The next time I play I intend to propose that we play by the international rule.
eisenbud
Feb. 5th, 2005 01:51 am (UTC)
We (my extended family and I, basically) usually play a gentler version of scrabble where it's acceptable to discuss whether things are words, check things in the dictionary, etc. Obviously in that version bluffing is out, or would at least be very rude. However, in competition scrabble with the challenge rules as written, I think bluffing is totally acceptable.
thomb
Feb. 6th, 2005 10:19 pm (UTC)
See, why rude? See my comment to rjpb below. I find it extremely frustrating to play games with people who deliberately shun an official rule is to penalize and disfavor strategy X, and then turn around and say that using strategy X is rude or out or otherwise socially punished.
rjpb
Feb. 5th, 2005 08:55 am (UTC)
Regardless of whether it is cheating, bluffing is just dumb. I have never played a game where the challenger loses anything by making the challenge, nor do I believe any penalty is justified. Part of the point of a word game like Scrabble is to expand one's vocabulary, and a challenger who does not know a word is being given an opportunity to learn one.

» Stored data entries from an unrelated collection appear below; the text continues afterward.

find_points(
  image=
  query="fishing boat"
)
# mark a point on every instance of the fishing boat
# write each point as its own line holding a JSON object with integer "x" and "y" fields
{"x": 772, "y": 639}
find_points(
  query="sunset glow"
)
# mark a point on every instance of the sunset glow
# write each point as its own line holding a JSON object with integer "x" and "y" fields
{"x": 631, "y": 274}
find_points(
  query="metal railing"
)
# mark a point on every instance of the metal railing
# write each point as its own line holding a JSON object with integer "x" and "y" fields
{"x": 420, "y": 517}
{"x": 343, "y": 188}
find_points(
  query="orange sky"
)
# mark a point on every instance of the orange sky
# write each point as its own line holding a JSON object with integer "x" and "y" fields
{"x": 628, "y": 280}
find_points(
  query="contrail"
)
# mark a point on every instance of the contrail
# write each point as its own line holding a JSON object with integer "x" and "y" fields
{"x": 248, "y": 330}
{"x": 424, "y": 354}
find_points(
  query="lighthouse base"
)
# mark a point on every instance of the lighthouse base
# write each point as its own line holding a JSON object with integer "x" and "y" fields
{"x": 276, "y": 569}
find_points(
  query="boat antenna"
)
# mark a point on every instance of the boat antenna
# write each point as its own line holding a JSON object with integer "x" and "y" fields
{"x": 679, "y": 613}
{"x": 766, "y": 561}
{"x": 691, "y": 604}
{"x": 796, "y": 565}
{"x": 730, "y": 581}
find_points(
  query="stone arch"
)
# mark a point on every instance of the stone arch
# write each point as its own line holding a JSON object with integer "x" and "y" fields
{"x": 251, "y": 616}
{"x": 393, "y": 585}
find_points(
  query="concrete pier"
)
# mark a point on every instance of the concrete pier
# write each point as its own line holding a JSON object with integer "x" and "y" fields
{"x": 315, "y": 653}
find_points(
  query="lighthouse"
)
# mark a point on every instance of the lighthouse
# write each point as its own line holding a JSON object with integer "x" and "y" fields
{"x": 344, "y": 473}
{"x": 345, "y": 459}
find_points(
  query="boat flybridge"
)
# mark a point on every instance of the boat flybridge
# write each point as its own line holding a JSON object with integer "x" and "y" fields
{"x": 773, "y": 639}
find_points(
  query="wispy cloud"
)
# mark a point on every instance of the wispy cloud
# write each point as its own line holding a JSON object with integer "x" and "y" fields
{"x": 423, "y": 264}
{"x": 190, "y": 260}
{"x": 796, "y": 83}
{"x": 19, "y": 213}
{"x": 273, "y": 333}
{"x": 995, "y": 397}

Mainly, however, I think bluffing is dumb because I have such a large vocabulary, larger perhaps than anyone else I know. This sometimes causes problems because people cannot bluff me and because many words I know are not in most dictionaries (not even the OED, which is certainly incomplete in various ways). So I almost never play Scrabble anymore, because having such a large vocabulary bothers people.
thomb
Feb. 6th, 2005 10:17 pm (UTC)
If you don't have a penalty for a failed word, then the correct strategy is deliberately push the envelope on words, putting arbitrarily dubious words down.

Now you might say, "but that's bad!" And I ask, "why is it bad?" I much prefer tinkering with the rules to prohibit or discourage bad play than to say "we're playing a game, these are the rules, and oh, there are extra rules, not written, which you also have to follow and it's bad to break them; we'll get upset and refuse to play with you any more if you break them."

So if you want to play scrabble with me, you get two choices: play with the official challenge rules, and lose a turn for bad words, or I get to put down arbitrarily bogus crap and page through the dictionary. You can't complain about the latter if you are unwilling to actually use the rules that discourage them.